How to... image the milky way
Take your own beautiful photo of our galaxy with these tips
If you’ve ever looked at photographs showing the glittering star clouds and dark dust lanes of the Milky
Way and thought ‘I wish I could take something like that…’, here’s some good news – it’s really not that difficult. All you need is somewhere with a dark sky, a basic DSLR on a tripod and the right settings.
Late September is one of the best times to photograph the Milky Way. By late evening its brightest and most photogenic areas are standing vertically above the south-west horizon, and you can take images showing them with the landscape beneath them, which gives a good sense of scale.
Finding a dark-sky site is important because you’ll be taking time exposures and any light pollution will wash away the subtle glow of the Milky Way. The right lens is important, too. Although a standard 50mm lens will show a lot of stars, you’ll need to use a wide-angle lens to capture the full glory of the Milky Way. An 18mm lens is good, but if you have a 10mm lens that will be even better. With your camera tipped on its side into portrait format you will capture lovely views of the Milky Way looking like a wide vapour trail in the sky. The Cygnus star cloud will stand out clearly, and the ‘Dark Rift’ running down beside it will be very obvious too.
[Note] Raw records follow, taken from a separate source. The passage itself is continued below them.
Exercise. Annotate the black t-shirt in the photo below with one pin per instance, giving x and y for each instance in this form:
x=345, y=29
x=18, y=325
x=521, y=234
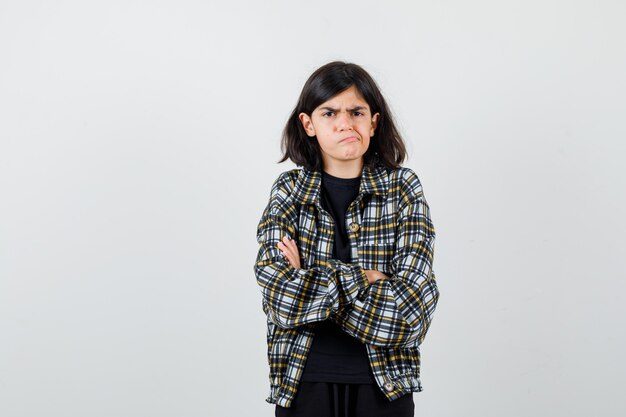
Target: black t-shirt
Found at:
x=335, y=356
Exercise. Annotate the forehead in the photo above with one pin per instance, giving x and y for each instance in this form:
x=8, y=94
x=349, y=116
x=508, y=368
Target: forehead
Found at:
x=349, y=97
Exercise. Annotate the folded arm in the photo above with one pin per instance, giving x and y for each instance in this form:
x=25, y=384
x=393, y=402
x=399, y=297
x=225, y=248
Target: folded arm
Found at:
x=397, y=312
x=294, y=296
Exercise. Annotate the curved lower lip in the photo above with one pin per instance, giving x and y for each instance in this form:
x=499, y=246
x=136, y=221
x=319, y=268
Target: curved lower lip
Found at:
x=350, y=139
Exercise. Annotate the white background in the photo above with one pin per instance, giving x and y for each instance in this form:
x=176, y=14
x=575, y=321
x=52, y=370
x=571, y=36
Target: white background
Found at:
x=139, y=141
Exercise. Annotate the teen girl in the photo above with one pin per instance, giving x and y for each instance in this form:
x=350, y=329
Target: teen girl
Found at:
x=345, y=257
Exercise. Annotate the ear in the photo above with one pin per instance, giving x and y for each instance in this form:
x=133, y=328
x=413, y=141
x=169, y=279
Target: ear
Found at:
x=374, y=123
x=307, y=124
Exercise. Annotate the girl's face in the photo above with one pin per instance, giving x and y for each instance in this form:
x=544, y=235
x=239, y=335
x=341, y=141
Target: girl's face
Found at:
x=343, y=126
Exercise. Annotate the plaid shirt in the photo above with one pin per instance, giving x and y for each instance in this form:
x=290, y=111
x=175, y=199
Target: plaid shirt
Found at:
x=390, y=230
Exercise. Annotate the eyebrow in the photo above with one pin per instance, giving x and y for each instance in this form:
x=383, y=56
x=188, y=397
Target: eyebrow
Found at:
x=351, y=110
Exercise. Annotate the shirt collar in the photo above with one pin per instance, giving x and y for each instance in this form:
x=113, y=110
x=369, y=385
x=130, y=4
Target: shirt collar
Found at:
x=374, y=180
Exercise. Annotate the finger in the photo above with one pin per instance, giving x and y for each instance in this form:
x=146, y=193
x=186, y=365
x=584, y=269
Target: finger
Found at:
x=291, y=257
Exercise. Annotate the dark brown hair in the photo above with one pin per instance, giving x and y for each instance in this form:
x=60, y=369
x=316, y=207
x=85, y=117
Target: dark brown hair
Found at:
x=386, y=147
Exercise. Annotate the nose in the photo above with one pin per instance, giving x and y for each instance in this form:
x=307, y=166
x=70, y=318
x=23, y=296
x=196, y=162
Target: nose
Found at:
x=344, y=121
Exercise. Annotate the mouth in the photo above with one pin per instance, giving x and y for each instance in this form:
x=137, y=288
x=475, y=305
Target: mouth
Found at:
x=349, y=139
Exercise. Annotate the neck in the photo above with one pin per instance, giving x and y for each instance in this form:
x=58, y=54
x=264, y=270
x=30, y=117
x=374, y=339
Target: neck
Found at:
x=345, y=169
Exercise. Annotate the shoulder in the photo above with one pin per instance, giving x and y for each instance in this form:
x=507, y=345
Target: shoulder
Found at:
x=406, y=182
x=282, y=189
x=286, y=180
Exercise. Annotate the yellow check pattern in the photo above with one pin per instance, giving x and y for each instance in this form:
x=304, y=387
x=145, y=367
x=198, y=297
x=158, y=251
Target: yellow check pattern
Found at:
x=390, y=230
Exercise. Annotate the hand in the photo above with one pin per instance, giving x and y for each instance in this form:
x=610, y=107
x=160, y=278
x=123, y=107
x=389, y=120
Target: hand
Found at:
x=290, y=250
x=374, y=275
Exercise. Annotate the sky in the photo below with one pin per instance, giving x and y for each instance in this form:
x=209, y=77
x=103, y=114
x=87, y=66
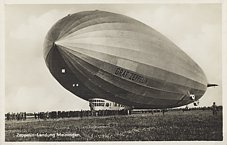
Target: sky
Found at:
x=29, y=86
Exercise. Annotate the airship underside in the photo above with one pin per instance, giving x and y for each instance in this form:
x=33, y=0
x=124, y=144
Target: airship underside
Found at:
x=98, y=54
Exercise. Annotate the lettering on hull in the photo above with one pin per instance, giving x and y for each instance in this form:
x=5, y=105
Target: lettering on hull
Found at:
x=130, y=75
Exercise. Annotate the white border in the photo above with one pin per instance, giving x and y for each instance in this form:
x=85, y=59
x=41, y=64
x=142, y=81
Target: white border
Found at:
x=2, y=63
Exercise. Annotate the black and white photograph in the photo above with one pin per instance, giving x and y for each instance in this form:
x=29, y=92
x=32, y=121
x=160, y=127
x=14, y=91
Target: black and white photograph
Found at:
x=112, y=72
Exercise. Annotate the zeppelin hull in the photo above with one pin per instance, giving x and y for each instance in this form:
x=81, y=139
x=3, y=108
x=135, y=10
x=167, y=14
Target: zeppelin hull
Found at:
x=114, y=57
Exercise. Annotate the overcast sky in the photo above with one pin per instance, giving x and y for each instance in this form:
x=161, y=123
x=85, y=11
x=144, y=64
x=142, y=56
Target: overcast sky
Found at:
x=195, y=28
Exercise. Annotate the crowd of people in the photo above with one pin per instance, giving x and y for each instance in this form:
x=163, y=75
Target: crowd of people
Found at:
x=64, y=114
x=87, y=113
x=16, y=116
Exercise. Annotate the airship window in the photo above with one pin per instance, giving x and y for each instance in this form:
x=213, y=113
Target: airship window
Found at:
x=63, y=70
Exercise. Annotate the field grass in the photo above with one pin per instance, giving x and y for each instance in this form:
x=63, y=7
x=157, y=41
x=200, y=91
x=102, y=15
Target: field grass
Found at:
x=173, y=126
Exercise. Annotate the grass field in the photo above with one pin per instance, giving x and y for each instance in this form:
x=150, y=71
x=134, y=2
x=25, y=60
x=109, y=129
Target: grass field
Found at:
x=173, y=126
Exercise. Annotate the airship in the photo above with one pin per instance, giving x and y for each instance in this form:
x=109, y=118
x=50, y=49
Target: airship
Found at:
x=99, y=54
ISO and exposure times are also very important. Set your camera to 800 ISO at first – you can always increase or decrease it after taking some test shots. With an 18mm lens you can take exposures of 20 seconds or so before the stars start to trail, and even longer with a wider lens. If you’re not sure how long an exposure to use, just experiment.
Focusing properly on objects in the night sky can be hard, but luckily Mars will be big and bright in that part of the sky, so can focus on that before starting to take photos. You can also use a distant streetlight as a focusing aid.